What a privilege is was for me to call Penny my friend. I'm going to miss her greatly - her smile, her laugh, the way she pronounced certain words (i.e. idea), her love and compassion, her example of being a faithful servant and mostly her friendship. I realize that Penny is in much better place. She is healed from her cancer, she no longer has tubes, ports or bags going into her body. Penny is now perfect - and she has seen the face of God. I realize that those of us who knew her were only guaranteed an unknown amount of time to have her with us, and I also realize that she had completed the work God called her to do - and while I (and so many others) may feel it was too soon - He was ready to have her back. However, I look forward to and know that there will come a day when I again will see my friend...and I'm sure she will be at the gates of Heaven welcoming me in and grabbing my hand, running me to throne of Jesus Christ, so that we can together worship and praise Him for all eternity.

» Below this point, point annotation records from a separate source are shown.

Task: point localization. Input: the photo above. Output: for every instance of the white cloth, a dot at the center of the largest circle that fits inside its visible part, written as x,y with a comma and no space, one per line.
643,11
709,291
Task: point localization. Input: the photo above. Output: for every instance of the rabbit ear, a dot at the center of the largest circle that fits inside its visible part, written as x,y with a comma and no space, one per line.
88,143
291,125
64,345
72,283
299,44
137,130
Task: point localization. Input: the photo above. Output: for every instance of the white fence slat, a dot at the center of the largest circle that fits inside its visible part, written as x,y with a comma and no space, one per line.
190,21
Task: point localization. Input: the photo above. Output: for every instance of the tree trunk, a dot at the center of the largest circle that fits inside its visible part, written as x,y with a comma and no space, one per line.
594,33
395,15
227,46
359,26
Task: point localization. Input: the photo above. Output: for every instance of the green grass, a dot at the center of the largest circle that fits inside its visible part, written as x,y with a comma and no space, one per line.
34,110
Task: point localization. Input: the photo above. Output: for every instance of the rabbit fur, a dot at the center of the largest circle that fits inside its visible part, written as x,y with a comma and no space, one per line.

Over the last few days, I've been searching through songs to just bring comfort to my sad heart, and I came acrossed the one below, I found it to be so fitting of Penny. She always wanted to make sure that her life was causing people to love Jesus more - she encouraged people to love Him more and to come to know his unconditional love. So I found it rather appropriate to end my blog about Penny with this song. I love you Penny!
Until we meet again...may I too live a life that is pointing others to Christ and leave them loving Jesus more.
2 comments:
what a tribute Megan...thanks for always sharing your heart with us. She was a very special person who would relate to each of us in a unique way. It is great to hear everybody's different life story of Penny. thanks for sharing!
A beautiful and worthy tribute, Megan. Thank you so much for sharing.